Before the derecho, most had been prepared for tornadoes, and although a storm of this magnitude is similar, according to the National Oceanic and Atmospheric Administration (NOAA), a derecho is much different. Unlike a tornado, a derecho is a “widespread, long-lived wind storm that is associated with a band of rapidly moving showers or thunderstorms.”
A storm like that needed an immediate reaction from our community.
“My Elizabeth and I had our chainsaws out and were doing clean up before the rain stopped,” English teacher Hoobie Schott said. “We weren’t scared, but it was a pretty impressive bit of destruction.”
A storm is classified as a derecho if the wind damaged “swath” or strip extends more than 240 miles and includes wind gusts of 58mph or greater along the majority of it. And a storm like the one that rained across the Midwest resulted in the loss of 8.7 million acres of corn and 5.3 million acres of soybean, Lance Lillibridge of the Iowa Corn Growers Association told Fox Business. Adding to that, the greater issue was the loss of food storage bins on farms.
With all of those issues, Governor Kim Reynolds filed an expedited presidential major disaster declaration seeking nearly $4 billion dollars. However, President Donald Trump signed only part of the request, approving only the $45 million dollars of public assistance portion of Reynolds request. That covered only 16 counties. Trump did not approve individual assistance requests for 27 counties consisting of $82.7 million dollars for homes destroyed or with major damage, $3.77 billion for agriculture damage to farmland, grain bins and buildings, and $100 million dollars for private utility repairs.

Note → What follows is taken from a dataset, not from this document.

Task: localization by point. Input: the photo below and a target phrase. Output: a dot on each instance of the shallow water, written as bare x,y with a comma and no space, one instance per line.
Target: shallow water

“We don’t have city water, just our own well. That means without power, no water. So, we had to buy a generator, which was on my list of projects for the fall… I wish I had gotten to it earlier because everybody in Cedar Rapids was trying to buy a generator,” said Schott.
Thankfully though, additional funding was later given to Cedar Rapids under the Federal Emergency Management Agency’s Individual Assistance Program.
As another storm that our community has survived is added to the list, this only proves how truly strong and resilient Iowans are.